Ma con le sigarette elettroniche la storia è diversa. E se la Generazione Zeta boicottasse uno dei business più floridi degli ultimi dieci anni? Che fare, si chiede l’alto funzionario: non è che può andare in giro a spruzzare polonio sugli involtini primavera venduti nelle China Town di mezzo mondo per punire i dissidenti del vapore. Non è che può rapire camionate di adolescenti nei licei e torturarli spegnendogli le sigarette (vere) sui brufoli per fargli capire la lezione. Il grigio funzionario può solo guardare e riguardare, fino a notte fonda alcuni video e reel postati ai primi di dicembre dalla creator Kristina (@itskristinamf ) che ha spiegato al suo vasto pubblico che cosa stava imparando dal suo stesso vizio e perché questo l’ha portata a decidere di smettere di svapare.

«Mi sono chiesta: come posso evitare il disastro umanitario che si sta consumando in Congo?». «La causa di tutto è il nostro consumo sconsiderato tecnologia inutile. Cerco di non comprare nuovi dispositivi elettronici. Ho lo stesso telefono da cinque anni, ho la stessa tv da quando l’ho comprata diversi anni fa. L’unica cosa che compro molto frequentemente è la sigaretta usa e getta. E questa contiene cobalto. Che proviene dalla Repubblica del Congo». Da lì in poi, a cascata, milioni di altri ragazzi sensibili hanno colto il messaggio e si sono prodotti in video ad alto tasso anti-sfruttamento. 

Ha ragione Kristina o c’è del talebanismo tipico della generazione? Qualche dato: solo nel Regno Unito, dati raccolti dalla BBC stimano che i fumatori elettronici buttino 5 milioni di vaporizzatori usa e getta a settimana. Negli Stati Uniti, il rapporto del 2023 della Fondazione CDC svela che otto milioni di americani utilizzano le sigarette elettroniche e acquistano 11,9 milioni di pipette usa e getta ogni mese. Così, quintali di metalli preziosi come il cobalto e il rame finiscono nelle discariche.
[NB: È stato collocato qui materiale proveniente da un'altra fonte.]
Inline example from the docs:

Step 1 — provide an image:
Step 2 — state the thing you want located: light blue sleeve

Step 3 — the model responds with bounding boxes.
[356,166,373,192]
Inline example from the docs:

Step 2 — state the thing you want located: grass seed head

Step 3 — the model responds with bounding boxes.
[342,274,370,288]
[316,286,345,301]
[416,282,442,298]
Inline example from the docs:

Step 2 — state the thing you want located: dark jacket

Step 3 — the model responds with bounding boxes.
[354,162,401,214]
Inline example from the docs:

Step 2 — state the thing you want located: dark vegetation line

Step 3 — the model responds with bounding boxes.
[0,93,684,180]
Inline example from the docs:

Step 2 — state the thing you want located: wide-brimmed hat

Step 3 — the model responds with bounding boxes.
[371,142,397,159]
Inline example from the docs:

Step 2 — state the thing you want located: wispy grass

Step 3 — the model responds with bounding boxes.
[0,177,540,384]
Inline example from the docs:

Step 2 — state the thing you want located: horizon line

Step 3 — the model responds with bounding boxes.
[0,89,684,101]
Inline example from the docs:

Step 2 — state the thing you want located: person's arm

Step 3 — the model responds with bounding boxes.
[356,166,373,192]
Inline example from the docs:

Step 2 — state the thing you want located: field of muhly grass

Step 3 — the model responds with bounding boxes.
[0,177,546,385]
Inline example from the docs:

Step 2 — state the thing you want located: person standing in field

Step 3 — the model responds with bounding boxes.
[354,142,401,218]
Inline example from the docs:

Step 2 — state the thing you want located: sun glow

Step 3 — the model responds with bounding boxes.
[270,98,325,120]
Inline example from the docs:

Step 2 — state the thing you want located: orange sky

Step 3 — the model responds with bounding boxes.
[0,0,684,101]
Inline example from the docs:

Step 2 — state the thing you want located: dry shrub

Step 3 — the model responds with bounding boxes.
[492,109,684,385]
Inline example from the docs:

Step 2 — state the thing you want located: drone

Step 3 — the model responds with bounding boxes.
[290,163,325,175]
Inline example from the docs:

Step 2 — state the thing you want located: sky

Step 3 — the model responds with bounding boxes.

Il che apre all’esigenza di un ennesimo autodafè, un abiura convinto delle generazioni più consumistiche degli ultimi venti anni che devono diventare consapevoli che la quantità di rifiuti elettronici generata nel solo 2019 ammonta a 53,6 milioni di tonnellate. Il che significa che questi elementi non sono recuperati e riciclati. E quindi è necessario estrarre sempre più materie prime.

Sfortunatamente, le infrastrutture per riciclare tali rifiuti non sono tante e non generano per ora grandi margini. Il processo di estrazione ha costi ambientali e umani. «La giustizia climatica richiede una transizione equa», scrive Agnès Callamard, Segretaria Generale di Amnesty International nel Rapporto Minerario del Congo del 2023. «La decarbonizzazione dell’economia globale non può portare a ulteriori violazioni dei diritti umani».

Il mesto funzionario politico cinese, se va avanti così, ha tre possibilità: dimettersi, suggerire al suo governo e alla mente di TikTok, Zhang Yiming (e i suoi addentellati tra Los Angeles e le Cayman) di moltiplicare gli impianti per il riciclo dei metalli preziosi e comunicarlo con enfasi. Oppure può stendere un dettagliato rapporto alle autorità denunciando che TikTok rappresenta una seria minaccia per l’ordine costituito. E dire addio al fatturato di 85,2 miliardi di dollari all’anno.